Gray Wolf profile / Image via Envato
65 years later, OR-7 (fondly nicknamed “Journey”) returned to Oregon from a 1,200-mile trek into California from his Imnaha, Oregon pack. On that trip, he crossed Interstate 84 and U.S. Routes 26, 395, 20 and 97. His mission? To mind a mate. At the age of five, “Journey” was already at the age when most Gray Wolves have reached the end of their wild lives.
OR-7 crossed the border from California to Oregon and back several times, finally mating and establishing a territory in Klamath and Jackson counties in 2013, producing three pups with his mate in 2014. This would come to be the first wolf pack in Western Oregon since the animals were exterminated in the 1940s. A pup born to OR-7 in 2014 traveled across the border and founded the Lassen Pack, California’s only known wolf pack, in 2016, and had three litters of pups.

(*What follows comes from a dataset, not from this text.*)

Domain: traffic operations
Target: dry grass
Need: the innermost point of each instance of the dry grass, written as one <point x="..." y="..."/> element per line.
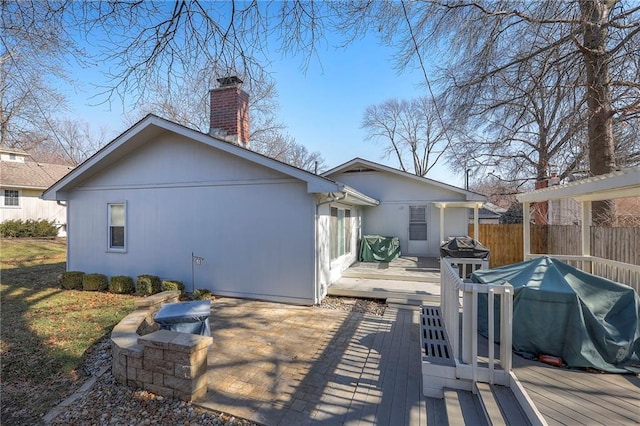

“Journey” became the subject of two films and multiple books and symbolized all the promise and peril of grey wolves reestablishing their ancestral homelands in the West.
Wolves are incredibly similar to humans. They’re born into families, transition through an adolescent and young adult phase, then set off to find a mate, claim territory, and eventually mature into family life. Many Native American tribes held the wolf in such high esteem, movements were patterned after them, family dynamics were adopted, respect was given with many rituals, as well as clans named after these majestic animals. In many tribes, the wolf is revered as a brother or sister, even a teacher or guide.
To American settlers, wolves are less respected. OR-7’s Rouge Pack has been blamed for 24 confirmed livestock depredations, including nine incidents in 2019. Nevertheless, the species remains protected in the western two-thirds of Oregon under the federal Endangered Species Act.
Oregon wildlife officials said Wednesday that it looks increasingly likely OR-7 died last winter; he hasn’t been seen with his Rogue Pack for months even while other members of the pack remain. He was estimated at 11 years old, while most wolves in the wild only live to 5 or 6.
“If he is gone, he will have left an indelible mark in the history of wolf recovery,” said Weiss, West Coast wolf advocate for the Center for Biological Diversity. “His life and story contributed significantly to human understanding of what wolves are all about.”